Leetcode 2. Add Two Numbers

题目链接

https://leetcode.com/problems/add-two-numbers/description/

题目描述

You are given two non-empty linked lists representing two non-negative integers. The digits are stored in reverse order and each of their nodes contain a single digit. Add the two numbers and return it as a linked list.

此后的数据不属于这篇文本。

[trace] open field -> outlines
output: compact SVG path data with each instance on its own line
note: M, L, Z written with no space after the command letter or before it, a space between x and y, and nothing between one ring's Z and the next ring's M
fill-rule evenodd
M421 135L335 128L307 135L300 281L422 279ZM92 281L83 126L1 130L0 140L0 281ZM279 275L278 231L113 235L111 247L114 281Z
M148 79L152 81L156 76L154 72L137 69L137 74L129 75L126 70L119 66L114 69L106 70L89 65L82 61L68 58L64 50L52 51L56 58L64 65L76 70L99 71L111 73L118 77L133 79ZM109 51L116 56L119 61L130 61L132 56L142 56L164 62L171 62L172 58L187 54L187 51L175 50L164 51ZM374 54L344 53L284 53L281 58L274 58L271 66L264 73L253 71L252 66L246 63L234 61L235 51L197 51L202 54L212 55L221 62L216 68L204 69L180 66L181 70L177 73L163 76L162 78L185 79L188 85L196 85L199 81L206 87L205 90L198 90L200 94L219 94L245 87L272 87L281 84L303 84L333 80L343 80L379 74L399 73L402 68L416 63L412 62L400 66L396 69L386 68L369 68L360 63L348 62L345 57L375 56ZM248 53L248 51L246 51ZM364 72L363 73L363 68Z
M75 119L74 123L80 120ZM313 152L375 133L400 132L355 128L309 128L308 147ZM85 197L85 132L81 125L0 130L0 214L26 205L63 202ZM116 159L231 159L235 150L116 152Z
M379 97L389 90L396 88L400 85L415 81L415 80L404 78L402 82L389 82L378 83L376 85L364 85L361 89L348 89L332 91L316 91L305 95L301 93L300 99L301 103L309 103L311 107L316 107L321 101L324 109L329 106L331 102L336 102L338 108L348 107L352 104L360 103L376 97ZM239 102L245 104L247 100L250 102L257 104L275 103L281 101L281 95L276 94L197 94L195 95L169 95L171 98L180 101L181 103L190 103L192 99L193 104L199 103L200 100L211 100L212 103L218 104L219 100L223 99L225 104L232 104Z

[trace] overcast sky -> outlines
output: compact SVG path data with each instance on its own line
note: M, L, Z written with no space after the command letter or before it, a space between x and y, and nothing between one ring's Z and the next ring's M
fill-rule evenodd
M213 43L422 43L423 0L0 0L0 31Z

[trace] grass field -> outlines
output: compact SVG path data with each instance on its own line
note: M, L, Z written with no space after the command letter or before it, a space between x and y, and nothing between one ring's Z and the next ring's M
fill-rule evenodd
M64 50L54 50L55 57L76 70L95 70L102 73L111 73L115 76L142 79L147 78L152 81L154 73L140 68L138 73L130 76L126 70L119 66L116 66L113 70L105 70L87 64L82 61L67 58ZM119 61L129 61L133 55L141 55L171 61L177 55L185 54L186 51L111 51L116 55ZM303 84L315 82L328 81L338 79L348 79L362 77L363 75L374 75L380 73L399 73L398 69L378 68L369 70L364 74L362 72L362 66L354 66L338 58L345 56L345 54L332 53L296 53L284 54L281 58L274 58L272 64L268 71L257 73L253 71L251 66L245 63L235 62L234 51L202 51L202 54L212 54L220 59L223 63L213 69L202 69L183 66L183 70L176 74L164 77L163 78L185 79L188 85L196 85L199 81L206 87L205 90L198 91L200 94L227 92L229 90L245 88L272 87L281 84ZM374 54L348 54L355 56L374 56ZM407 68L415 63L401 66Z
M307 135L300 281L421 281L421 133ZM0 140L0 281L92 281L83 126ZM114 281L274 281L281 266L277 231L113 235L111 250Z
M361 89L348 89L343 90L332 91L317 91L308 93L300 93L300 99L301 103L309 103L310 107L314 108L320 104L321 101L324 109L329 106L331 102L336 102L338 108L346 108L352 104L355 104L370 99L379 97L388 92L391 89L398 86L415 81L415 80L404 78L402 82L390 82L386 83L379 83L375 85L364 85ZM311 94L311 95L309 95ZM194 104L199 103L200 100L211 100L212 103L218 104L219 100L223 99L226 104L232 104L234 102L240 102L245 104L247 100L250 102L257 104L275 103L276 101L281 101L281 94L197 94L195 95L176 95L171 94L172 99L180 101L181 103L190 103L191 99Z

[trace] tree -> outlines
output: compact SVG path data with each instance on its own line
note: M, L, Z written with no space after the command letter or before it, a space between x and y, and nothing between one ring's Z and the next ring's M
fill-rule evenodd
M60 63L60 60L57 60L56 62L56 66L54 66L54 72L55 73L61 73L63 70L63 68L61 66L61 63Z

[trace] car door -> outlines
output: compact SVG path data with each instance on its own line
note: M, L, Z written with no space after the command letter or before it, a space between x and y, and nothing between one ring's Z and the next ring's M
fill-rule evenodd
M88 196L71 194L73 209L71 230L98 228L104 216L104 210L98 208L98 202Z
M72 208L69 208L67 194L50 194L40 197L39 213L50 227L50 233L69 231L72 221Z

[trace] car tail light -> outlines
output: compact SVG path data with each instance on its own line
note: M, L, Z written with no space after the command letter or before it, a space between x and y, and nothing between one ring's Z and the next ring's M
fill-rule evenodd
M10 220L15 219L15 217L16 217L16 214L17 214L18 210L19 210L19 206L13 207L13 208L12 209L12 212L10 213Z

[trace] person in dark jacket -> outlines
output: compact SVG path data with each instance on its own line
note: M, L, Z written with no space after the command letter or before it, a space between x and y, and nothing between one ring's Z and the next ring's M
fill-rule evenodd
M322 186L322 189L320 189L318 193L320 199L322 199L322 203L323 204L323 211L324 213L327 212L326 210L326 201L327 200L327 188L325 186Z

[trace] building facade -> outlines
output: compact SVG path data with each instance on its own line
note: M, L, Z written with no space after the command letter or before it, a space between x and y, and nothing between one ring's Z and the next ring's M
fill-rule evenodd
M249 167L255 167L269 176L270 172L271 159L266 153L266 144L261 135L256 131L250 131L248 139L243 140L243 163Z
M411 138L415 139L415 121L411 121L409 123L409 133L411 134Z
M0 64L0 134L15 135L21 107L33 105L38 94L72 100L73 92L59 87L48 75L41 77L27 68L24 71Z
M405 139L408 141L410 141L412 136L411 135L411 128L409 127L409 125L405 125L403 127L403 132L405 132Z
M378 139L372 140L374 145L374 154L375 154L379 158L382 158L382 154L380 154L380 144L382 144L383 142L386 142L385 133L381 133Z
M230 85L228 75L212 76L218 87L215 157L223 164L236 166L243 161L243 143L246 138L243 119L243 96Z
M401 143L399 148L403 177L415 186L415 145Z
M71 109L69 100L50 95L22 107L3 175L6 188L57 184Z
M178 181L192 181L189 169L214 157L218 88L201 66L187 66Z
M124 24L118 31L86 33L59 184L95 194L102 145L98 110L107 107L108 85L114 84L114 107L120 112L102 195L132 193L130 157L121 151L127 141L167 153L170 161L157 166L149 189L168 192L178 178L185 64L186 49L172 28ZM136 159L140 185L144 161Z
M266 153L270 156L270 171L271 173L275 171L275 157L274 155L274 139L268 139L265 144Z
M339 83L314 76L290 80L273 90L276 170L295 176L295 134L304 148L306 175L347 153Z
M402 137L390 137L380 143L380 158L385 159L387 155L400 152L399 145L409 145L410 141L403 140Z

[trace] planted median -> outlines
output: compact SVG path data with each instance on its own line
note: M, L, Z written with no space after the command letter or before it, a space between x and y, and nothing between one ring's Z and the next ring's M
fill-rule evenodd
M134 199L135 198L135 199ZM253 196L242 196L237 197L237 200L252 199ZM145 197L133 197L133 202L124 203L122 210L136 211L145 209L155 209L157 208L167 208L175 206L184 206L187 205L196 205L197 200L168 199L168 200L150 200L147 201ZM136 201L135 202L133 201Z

You may assume the two numbers do not contain any leading zero, except the number 0 itself.

Example:

Input: (2 -> 4 -> 3) + (5 -> 6 -> 4)
Output: 7 -> 0 -> 8
Explanation: 342 + 465 = 807.

题解

依次遍历两个链表，计算对应位的和，如果有进位，计算进位。

XBB Time:刚开始写的check函数是把当前节点的前一个节点（记为pre），带进函数里面的，但是总是过不了，感觉是复制了一份传入，函数内的修改了值，但是外层函数中的pre并没有变，这就又回到了到底是值传递还是引用传递，其实是把引用复制了一份，然后传递进去，操作的是同一个内存地址，对该内存地址的修改是可见的，但是函数里的pre已经指向其他的地址了，外层函数的pre是不会变的。

代码

/**
 * Definition for singly-linked list.
 * public class ListNode {
 *     int val;
 *     ListNode next;
 *     ListNode(int x) { val = x; }
 * }
 */
class Solution {
    int count = 0;
    ListNode start = new ListNode(0);
    ListNode pre = start;
    public ListNode addTwoNumbers(ListNode l1, ListNode l2) {
        while (l1 != null && l2 != null) {
            int val = l1.val + l2.val + count;
            count = val / 10;
            ListNode node = new ListNode(val % 10);
            pre.next = node;
            pre = node;
            l1 = l1.next;
            l2 = l2.next;
        }
        // check(l1, pre);
        // check(l2, pre);
        check(l1);
        check(l2);
        if (count != 0) {
            ListNode node = new ListNode(count);
            pre.next = node;
            pre = node;
        }
        return start.next;
    }
    
    /**
    * 开始把count带入了函数，有的用例过不了，count是值传递
    **/
    public void check(ListNode l) {
        while (l != null) {
            if (count == 0) {
                pre.next = l;
                break;
            }
            int val = l.val + count;
            count = val / 10;
            ListNode node = new ListNode(val % 10);
            pre.next = node;
            pre = node;
            l = l.next;
        }
    }
}